2019: Meanwhile in Japan
Four decades ago, coinciding with the postmodern period in the West, a number of young architects in Japan challenged their professional status quo with experimental proposals for housing and big structures. As the country took a consumer-oriented, deregulatory turn, these architects took actions to liberate architecture from a regime of imported conventions and modernist concerns. “Meanwhile in Japan” is a series of interviews and conversations, aimed at documenting this moment through a new perspective and querying today’s generational struggle to redefine architecture in Japan.
Hiroshi Hara, Toyo Ito, and Itsuko Hasegawa are the protagonists of three sessions. Before each session, Kayoko Ota joined a team of scholars with diverse backgrounds including building systems design, history of modern Asian architecture and urbanism, social entrepreneurship, and sociology—Kozo Kadowaki, Koji Ichikawa, Yutaro Muraji, and Mikio Wakabayashi—to build a new understanding of each protagonist from the late 1970s to the early 1990s. This multi-disciplinary team asked the architect-interviewee to share not only architectural works but also their archived notes, photographs, and other materials that reveal their thinking and concurrent activities. Based on this research, each session then frames an ‘intimate interrogation’ with its protagonist followed by an expanded discussion with additional guest critics.

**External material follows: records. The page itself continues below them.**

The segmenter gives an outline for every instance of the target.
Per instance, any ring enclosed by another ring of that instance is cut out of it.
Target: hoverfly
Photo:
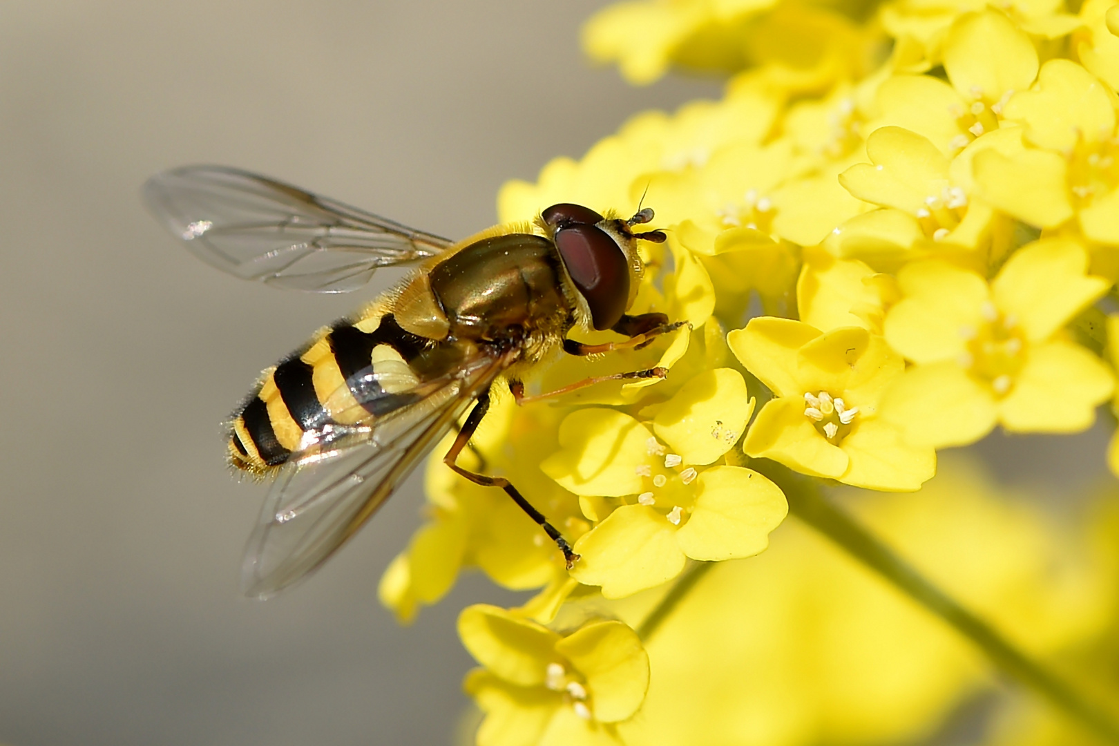
[[[245,280],[320,293],[363,286],[383,266],[408,274],[352,317],[261,375],[232,416],[229,462],[273,476],[250,537],[242,583],[267,597],[318,568],[373,516],[448,432],[443,461],[478,484],[500,487],[563,551],[579,559],[505,479],[455,461],[486,415],[490,387],[563,352],[637,348],[677,329],[662,313],[629,315],[645,266],[629,219],[579,205],[543,210],[458,243],[247,171],[188,166],[152,177],[149,208],[204,262]],[[583,344],[572,329],[629,339]],[[662,368],[586,379],[664,377]],[[472,408],[471,408],[472,407]]]

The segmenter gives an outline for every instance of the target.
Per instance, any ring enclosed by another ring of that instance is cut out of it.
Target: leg
[[[660,314],[646,314],[646,315],[660,315]],[[645,323],[641,321],[641,317],[629,317],[629,319],[636,324]],[[626,318],[623,317],[622,321],[618,322],[618,325],[622,325],[624,321]],[[584,344],[583,342],[576,342],[573,339],[565,339],[563,341],[563,351],[566,352],[567,355],[584,356],[584,355],[600,355],[602,352],[613,352],[614,350],[624,350],[629,348],[639,350],[649,342],[651,342],[655,337],[659,337],[660,334],[665,334],[670,331],[676,331],[686,323],[687,321],[677,321],[674,323],[666,323],[659,327],[653,327],[648,331],[642,331],[639,334],[633,334],[624,342],[606,342],[605,344]],[[618,330],[615,329],[614,331]],[[621,333],[624,334],[626,332]]]
[[[571,545],[567,544],[567,540],[563,538],[560,531],[557,531],[555,527],[552,526],[546,518],[544,518],[544,514],[536,508],[533,508],[533,506],[528,503],[528,500],[525,500],[520,492],[517,492],[516,488],[514,488],[513,484],[509,484],[509,480],[501,476],[483,476],[482,474],[476,474],[454,463],[459,457],[459,454],[462,453],[462,448],[464,448],[467,443],[470,441],[470,436],[474,434],[476,429],[478,429],[478,424],[482,421],[482,417],[486,416],[487,409],[489,409],[489,391],[478,397],[478,404],[476,404],[474,408],[470,410],[470,416],[467,417],[467,423],[462,426],[462,429],[459,431],[459,436],[454,438],[454,444],[451,446],[451,450],[446,452],[446,455],[443,456],[443,463],[462,476],[469,479],[474,484],[481,484],[482,487],[499,487],[505,490],[506,493],[513,498],[513,501],[520,506],[520,509],[528,513],[528,517],[536,521],[540,528],[544,529],[544,532],[556,542],[556,546],[560,547],[560,551],[563,553],[564,560],[567,563],[567,569],[571,569],[579,560],[579,555],[571,550]]]
[[[592,378],[584,378],[583,380],[575,381],[564,386],[563,388],[557,388],[554,391],[548,391],[547,394],[537,394],[535,396],[525,396],[525,385],[519,380],[509,381],[509,390],[513,393],[513,398],[517,400],[518,405],[529,404],[532,402],[539,402],[540,399],[551,399],[562,394],[568,394],[571,391],[577,390],[580,388],[585,388],[587,386],[594,386],[595,384],[601,384],[605,380],[624,380],[627,378],[665,378],[668,376],[668,368],[649,368],[648,370],[634,370],[624,374],[614,374],[612,376],[594,376]]]

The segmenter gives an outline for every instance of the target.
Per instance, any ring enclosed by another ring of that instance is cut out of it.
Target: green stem
[[[699,582],[699,578],[706,575],[707,570],[714,566],[715,563],[696,563],[685,570],[685,573],[676,582],[676,585],[674,585],[668,593],[665,594],[665,597],[660,599],[660,603],[657,604],[653,610],[649,612],[649,615],[641,621],[641,626],[637,629],[638,636],[642,640],[651,638],[652,634],[660,627],[660,624],[673,613],[676,605],[680,603],[680,599],[688,595],[692,588],[695,587],[695,584]]]
[[[1119,745],[1119,723],[1110,712],[1085,699],[1069,682],[1028,658],[990,624],[925,579],[850,514],[825,498],[818,481],[778,464],[753,462],[751,466],[763,472],[784,491],[790,513],[948,622],[957,632],[977,644],[1007,674],[1049,699],[1107,742]]]

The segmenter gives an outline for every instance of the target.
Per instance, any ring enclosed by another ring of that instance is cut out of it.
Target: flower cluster
[[[630,313],[688,325],[526,383],[549,391],[653,366],[667,378],[525,406],[497,396],[463,455],[574,542],[570,570],[500,491],[429,468],[429,521],[385,574],[383,601],[411,618],[468,567],[538,589],[518,608],[463,613],[485,667],[467,683],[487,712],[478,743],[697,743],[699,723],[720,743],[906,740],[981,686],[958,642],[797,530],[745,558],[786,518],[774,469],[913,492],[939,448],[995,428],[1081,432],[1112,397],[1112,11],[1102,0],[1075,12],[1061,0],[633,0],[592,19],[591,55],[632,82],[674,67],[733,76],[721,100],[639,114],[499,195],[504,221],[554,202],[627,213],[643,197],[668,240],[642,242]],[[1109,463],[1119,474],[1119,440]],[[1072,529],[1007,507],[975,474],[957,464],[916,498],[854,504],[919,559],[957,568],[947,585],[1033,650],[1098,633],[1111,603],[1089,592],[1101,576],[1045,570]],[[702,593],[673,601],[681,574],[716,561]],[[649,639],[666,599],[675,615]]]

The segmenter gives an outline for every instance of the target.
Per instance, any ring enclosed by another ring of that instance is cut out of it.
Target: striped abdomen
[[[265,370],[235,413],[231,462],[262,473],[301,451],[307,433],[369,422],[412,404],[416,397],[408,391],[420,376],[410,363],[430,346],[401,329],[391,313],[369,313],[320,331],[305,350]]]

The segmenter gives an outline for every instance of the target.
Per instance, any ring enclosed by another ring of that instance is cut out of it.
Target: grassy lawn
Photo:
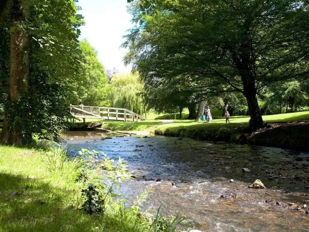
[[[168,128],[180,127],[192,129],[205,128],[218,130],[222,127],[222,124],[226,128],[247,127],[250,119],[250,117],[248,116],[232,117],[230,118],[231,123],[229,124],[226,123],[224,118],[214,119],[209,124],[201,121],[197,122],[194,120],[185,119],[172,119],[174,122],[171,123],[164,123],[161,120],[154,119],[147,119],[138,122],[123,122],[114,121],[106,122],[102,127],[113,131],[145,131],[152,132],[158,130],[164,131]],[[309,120],[309,112],[265,115],[263,116],[263,119],[265,122],[269,122]]]

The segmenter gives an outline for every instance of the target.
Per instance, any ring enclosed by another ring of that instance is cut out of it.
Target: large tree
[[[125,59],[144,79],[208,79],[218,92],[228,84],[226,92],[245,97],[256,129],[264,125],[258,92],[308,75],[308,10],[294,0],[135,1]]]
[[[142,115],[146,111],[142,97],[143,90],[138,73],[114,74],[109,99],[112,107],[123,108]]]
[[[5,2],[0,12],[5,111],[0,142],[29,143],[33,133],[54,138],[70,115],[82,18],[74,0]]]

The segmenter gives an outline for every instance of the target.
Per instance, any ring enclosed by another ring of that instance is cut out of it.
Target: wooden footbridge
[[[71,113],[76,118],[100,118],[127,122],[138,122],[146,118],[127,109],[110,107],[87,106],[83,105],[70,106]]]

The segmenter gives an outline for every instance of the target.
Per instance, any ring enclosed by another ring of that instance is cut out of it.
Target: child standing
[[[229,123],[230,122],[230,114],[229,114],[229,112],[227,111],[225,112],[225,123],[227,122],[227,121],[229,121]]]

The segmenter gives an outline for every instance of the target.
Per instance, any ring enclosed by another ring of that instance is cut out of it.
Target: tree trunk
[[[204,109],[205,108],[205,101],[204,100],[201,101],[200,102],[200,104],[198,105],[198,110],[197,112],[197,115],[196,118],[195,118],[195,121],[199,121],[201,120],[201,118],[203,115],[204,112]]]
[[[223,112],[222,112],[222,117],[224,117],[225,115],[225,113],[228,109],[229,108],[229,101],[227,99],[225,99],[223,100],[223,102],[224,103],[224,108],[223,109]]]
[[[9,78],[9,105],[6,109],[4,122],[1,133],[0,143],[20,145],[22,138],[29,141],[31,133],[24,134],[23,137],[19,132],[18,123],[15,121],[19,115],[18,109],[14,106],[23,92],[28,91],[28,76],[29,74],[29,47],[28,38],[23,28],[19,26],[28,16],[28,8],[27,0],[13,0],[11,28],[14,28],[10,37],[10,70]]]
[[[188,106],[189,116],[187,119],[195,119],[196,118],[196,104],[191,103]]]
[[[249,121],[250,129],[255,131],[264,127],[264,123],[256,95],[251,94],[246,96],[246,98],[250,113],[250,121]]]

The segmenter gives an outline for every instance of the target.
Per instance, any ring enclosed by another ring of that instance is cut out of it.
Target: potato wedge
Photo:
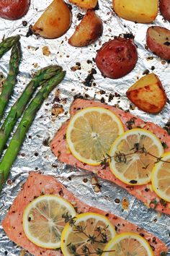
[[[53,0],[32,27],[34,33],[45,38],[58,38],[70,27],[71,13],[63,0]]]
[[[140,23],[152,22],[158,14],[158,0],[112,0],[116,14]]]
[[[93,9],[96,7],[97,1],[98,0],[69,0],[70,3],[84,9]]]
[[[76,47],[86,46],[97,40],[102,33],[102,20],[94,10],[89,9],[73,35],[69,38],[68,43]]]
[[[0,1],[0,17],[6,20],[18,20],[26,14],[30,0]]]
[[[146,43],[153,54],[170,60],[170,30],[158,26],[150,27],[146,33]]]
[[[159,9],[164,18],[170,21],[170,0],[160,0]]]
[[[130,73],[138,61],[137,47],[132,39],[117,38],[97,51],[96,64],[104,77],[117,79]]]
[[[146,74],[126,92],[127,97],[145,112],[159,113],[166,102],[166,95],[159,78],[153,73]]]

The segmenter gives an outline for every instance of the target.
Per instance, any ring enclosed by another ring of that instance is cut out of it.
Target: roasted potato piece
[[[98,51],[96,64],[104,77],[124,77],[135,67],[138,60],[135,45],[131,39],[117,38],[104,43]]]
[[[86,46],[97,40],[102,33],[102,20],[94,10],[89,9],[68,40],[68,43],[73,46]]]
[[[97,1],[98,0],[69,0],[70,3],[84,9],[93,9],[96,7]]]
[[[159,9],[165,20],[170,21],[170,0],[160,0]]]
[[[153,54],[170,60],[170,30],[158,26],[150,27],[146,33],[146,43]]]
[[[32,27],[35,34],[45,38],[58,38],[70,27],[71,13],[63,0],[53,0]]]
[[[158,14],[158,0],[112,0],[116,14],[140,23],[152,22]]]
[[[6,20],[17,20],[26,14],[30,0],[1,0],[0,17]]]
[[[128,89],[126,95],[140,109],[151,114],[159,113],[166,102],[161,82],[153,73],[140,78]]]

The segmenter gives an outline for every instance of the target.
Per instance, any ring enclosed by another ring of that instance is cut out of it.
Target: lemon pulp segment
[[[156,158],[163,153],[164,148],[156,135],[143,129],[132,129],[113,143],[109,152],[112,157],[110,168],[124,183],[147,184],[151,179]]]
[[[163,162],[166,161],[169,163]],[[155,165],[152,172],[152,186],[155,192],[170,202],[170,153],[162,155],[161,161]]]
[[[116,236],[105,247],[102,256],[153,256],[148,242],[138,234],[125,232]]]
[[[32,243],[44,248],[61,247],[61,236],[66,225],[63,214],[75,216],[73,207],[55,195],[43,195],[31,202],[23,215],[23,229]]]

The three sessions was each hold at a location where the featured protagonist keeps his or her archive or holds a personal attachment to a particular moment in history. These small and intimate spaces will host the work of an ongoing research, so the sessions were closed to the public. Their results are reported here on the website and also in three books that document the interviews, discussions, and archives of Itsuko Hasegawa, Hiroshi Hara, and Toyo Ito.
Articles have also been published within the framework of these researches: An Architect Who Works With Citizens, article where Kozo Kadowaki discusses on the Shonandai Cultural Centre by Itsuko Hasegawa, Bridging a Chasm, an article where Koji Ichikawa discusses Toyo Ito’s experimental work as part of the Commodified Housing Study Group, as well as Poking Holes in Modern Space, where Mikio Wakabayashi inquires on the thoughts and actions of Hiroshi Hara.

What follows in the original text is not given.